Очевидно, не только на нее давило время. Возможно, Джилс воспринимал свой артрит как тикающие часы, в которых его руки были как бы стрелками. И когда эти стрелки сделают полный круг, часы остановятся. Вообще человеческое тело устроено очень сложно и деликатно. Порой оно исправно функционирует в течение многих лет, а порой начинает скрипеть и разваливаться с самого раннего возраста…
– Если хочешь, возьми пока бумагу и порисуй, – предложила Одрина. – Нарисуй брошь или дом.
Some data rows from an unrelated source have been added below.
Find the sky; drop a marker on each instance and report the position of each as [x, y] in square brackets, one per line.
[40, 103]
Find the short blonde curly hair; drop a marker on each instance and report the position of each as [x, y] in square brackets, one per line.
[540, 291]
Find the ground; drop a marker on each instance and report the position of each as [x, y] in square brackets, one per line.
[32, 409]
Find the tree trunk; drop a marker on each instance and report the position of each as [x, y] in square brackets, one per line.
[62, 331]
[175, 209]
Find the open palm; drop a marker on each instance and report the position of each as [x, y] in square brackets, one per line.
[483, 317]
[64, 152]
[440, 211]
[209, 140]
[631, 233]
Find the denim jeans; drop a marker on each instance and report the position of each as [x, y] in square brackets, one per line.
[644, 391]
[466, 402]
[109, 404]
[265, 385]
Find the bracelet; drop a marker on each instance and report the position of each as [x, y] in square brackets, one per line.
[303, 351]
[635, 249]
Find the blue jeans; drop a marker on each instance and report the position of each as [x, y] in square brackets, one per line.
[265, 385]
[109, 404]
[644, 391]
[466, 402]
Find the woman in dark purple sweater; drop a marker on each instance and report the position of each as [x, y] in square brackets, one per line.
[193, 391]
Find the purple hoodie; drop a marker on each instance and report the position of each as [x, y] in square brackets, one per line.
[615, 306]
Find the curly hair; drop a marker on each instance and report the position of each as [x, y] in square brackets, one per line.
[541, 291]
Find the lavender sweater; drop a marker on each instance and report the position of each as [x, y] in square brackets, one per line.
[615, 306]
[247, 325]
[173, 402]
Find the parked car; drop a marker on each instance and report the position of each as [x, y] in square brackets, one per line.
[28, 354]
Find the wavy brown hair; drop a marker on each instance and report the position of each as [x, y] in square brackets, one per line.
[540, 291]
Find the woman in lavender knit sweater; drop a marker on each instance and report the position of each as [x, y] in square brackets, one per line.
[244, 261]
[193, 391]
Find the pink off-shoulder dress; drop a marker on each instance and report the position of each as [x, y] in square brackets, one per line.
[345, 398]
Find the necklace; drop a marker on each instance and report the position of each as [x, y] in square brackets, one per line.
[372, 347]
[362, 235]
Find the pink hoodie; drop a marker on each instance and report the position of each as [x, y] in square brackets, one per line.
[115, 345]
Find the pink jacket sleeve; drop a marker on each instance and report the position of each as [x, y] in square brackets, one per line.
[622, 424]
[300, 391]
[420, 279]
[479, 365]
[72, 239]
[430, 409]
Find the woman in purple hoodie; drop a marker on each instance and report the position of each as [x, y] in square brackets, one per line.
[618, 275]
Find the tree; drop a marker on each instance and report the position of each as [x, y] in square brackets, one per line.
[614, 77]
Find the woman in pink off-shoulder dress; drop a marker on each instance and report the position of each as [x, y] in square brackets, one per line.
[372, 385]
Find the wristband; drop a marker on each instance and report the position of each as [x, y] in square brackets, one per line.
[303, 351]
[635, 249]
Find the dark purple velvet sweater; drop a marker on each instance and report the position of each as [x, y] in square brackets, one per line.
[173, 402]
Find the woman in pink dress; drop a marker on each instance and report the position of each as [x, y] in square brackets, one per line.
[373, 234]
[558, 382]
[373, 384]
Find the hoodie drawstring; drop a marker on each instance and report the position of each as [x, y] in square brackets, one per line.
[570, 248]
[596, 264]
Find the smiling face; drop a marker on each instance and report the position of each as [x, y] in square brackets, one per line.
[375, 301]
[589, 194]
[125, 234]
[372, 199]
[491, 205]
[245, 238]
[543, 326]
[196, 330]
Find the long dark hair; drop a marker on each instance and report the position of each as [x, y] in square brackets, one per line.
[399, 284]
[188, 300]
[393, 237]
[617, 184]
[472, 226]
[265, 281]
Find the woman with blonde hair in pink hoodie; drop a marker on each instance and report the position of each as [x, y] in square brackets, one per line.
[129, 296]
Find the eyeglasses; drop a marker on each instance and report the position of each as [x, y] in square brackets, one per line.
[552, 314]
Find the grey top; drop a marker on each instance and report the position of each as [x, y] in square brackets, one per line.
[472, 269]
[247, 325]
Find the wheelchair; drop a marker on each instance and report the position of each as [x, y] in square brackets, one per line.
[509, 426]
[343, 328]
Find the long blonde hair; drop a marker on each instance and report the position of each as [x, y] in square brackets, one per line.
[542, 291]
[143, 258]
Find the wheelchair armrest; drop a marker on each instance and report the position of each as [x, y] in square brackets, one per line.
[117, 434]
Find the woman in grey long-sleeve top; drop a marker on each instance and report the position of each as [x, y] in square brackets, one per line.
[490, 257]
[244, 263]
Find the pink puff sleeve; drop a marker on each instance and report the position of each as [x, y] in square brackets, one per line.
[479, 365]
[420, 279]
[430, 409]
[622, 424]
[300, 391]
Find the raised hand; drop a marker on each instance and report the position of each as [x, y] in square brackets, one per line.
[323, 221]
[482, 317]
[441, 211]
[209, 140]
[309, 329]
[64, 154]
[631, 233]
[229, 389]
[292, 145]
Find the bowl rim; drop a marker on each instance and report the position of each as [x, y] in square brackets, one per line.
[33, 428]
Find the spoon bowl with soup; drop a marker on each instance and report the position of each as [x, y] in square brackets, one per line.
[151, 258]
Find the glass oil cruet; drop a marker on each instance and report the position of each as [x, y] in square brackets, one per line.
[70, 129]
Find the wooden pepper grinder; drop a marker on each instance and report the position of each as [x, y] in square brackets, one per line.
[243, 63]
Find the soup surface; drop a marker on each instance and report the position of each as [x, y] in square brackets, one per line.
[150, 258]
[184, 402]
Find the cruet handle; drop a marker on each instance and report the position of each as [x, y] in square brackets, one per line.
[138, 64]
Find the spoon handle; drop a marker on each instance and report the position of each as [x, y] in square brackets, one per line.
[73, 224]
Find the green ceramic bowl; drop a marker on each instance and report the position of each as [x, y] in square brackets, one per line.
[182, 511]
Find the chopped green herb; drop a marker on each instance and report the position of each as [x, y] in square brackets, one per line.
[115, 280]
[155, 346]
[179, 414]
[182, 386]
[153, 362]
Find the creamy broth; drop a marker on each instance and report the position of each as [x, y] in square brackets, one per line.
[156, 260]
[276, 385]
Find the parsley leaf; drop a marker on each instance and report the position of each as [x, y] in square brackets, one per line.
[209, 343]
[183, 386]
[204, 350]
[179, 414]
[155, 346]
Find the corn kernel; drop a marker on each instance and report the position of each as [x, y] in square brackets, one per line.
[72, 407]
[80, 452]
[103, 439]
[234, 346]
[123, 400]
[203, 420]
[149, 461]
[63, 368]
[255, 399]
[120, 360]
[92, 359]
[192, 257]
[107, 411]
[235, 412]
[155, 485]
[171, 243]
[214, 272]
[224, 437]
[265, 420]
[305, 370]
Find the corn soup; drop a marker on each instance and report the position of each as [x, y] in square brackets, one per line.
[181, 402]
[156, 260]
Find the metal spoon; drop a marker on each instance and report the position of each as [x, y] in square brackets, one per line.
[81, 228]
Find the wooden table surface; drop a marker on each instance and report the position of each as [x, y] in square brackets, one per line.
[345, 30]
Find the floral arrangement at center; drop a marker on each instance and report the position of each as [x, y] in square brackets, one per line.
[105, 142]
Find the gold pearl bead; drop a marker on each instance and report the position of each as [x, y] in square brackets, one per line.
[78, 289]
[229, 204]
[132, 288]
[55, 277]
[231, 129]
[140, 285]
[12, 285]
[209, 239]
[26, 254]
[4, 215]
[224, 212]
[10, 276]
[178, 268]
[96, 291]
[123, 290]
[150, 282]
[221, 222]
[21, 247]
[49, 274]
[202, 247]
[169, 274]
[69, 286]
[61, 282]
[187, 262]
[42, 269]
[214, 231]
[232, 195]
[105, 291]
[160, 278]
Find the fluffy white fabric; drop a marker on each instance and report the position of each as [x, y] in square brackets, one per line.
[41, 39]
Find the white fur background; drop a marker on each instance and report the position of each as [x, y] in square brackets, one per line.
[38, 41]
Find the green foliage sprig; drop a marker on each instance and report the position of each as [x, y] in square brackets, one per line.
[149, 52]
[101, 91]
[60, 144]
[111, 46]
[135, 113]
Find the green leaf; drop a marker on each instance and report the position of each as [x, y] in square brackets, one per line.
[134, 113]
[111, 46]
Или и то, и другое.
– Нет… Не вижу в этом смысла, – ответил Джилс, задержав взгляд на ее неумелом рисунке.
Взяв в руки шкатулку, Одрина вновь поразилась ее изяществу. Эта хрупкая коробочка из золоченого дерева более тридцати лет дожидалась того, кто ее откроет. И она смогла бы пережить все это время лишь у такого человека, как Софи, которая получила эту шкатулку, будучи еще совсем молоденькой. Она была слишком юной, чтобы задавать какие-либо вопросы, однако достаточно смышленой, чтобы бережно отнестись к подарку. И долгие годы Софи держала шкатулку при себе, не уделяя ей особого внимания и уж тем более не пытаясь ее открыть. Просто хранила до определенного момента, вот и все.
На ощупь дерево было гладким как фарфор, а резные узоры так и плясали перед глазами. Одрина поднесла шкатулку к уху и постучала по ней. Судя по гулкому сухому звуку, внутри было пусто.
Джилс уже сместил некоторые панельки, и Одрина вернула их в первоначальное положение, изумляясь хитроумности всех этих захватов и зацепов. Панельки даже не пошевелятся, если попробовать сдвинуть их в неверной последовательности.
Прикрыв глаза, Одрина попыталась представить внутреннее устройство шкатулки. Тут, конечно же, что-то посложнее, чем бумажная пружинка. Шпунты?.. Желобки?.. Зубчики?.. Все было плотно состыковано, и при каждом незначительном смещении какие-то детальки внутри высвобождались.
Одрина открыла глаза и опять посмотрела на шкатулку, которая, казалось, дарила свой блеск лишь ей одной.
Она даже не заметила, как снова распахнулась дверь гостиной, однако голос леди Ирвинг проигнорировать было невозможно. Графиня заговорила торопливо, причем ей явно не хватало воздуха:
– Резерфорд… Одрина… девочка моя… Вы должны познакомиться с одной особой… только что прибывшей к нам в замок. Каким-то образом она пробралась сюда по этим отвратительным дорогам и… – Леди Ирвинг сделала глубокий вдох и добавила: – Эта дама привезла еще одну шкатулку с секретом!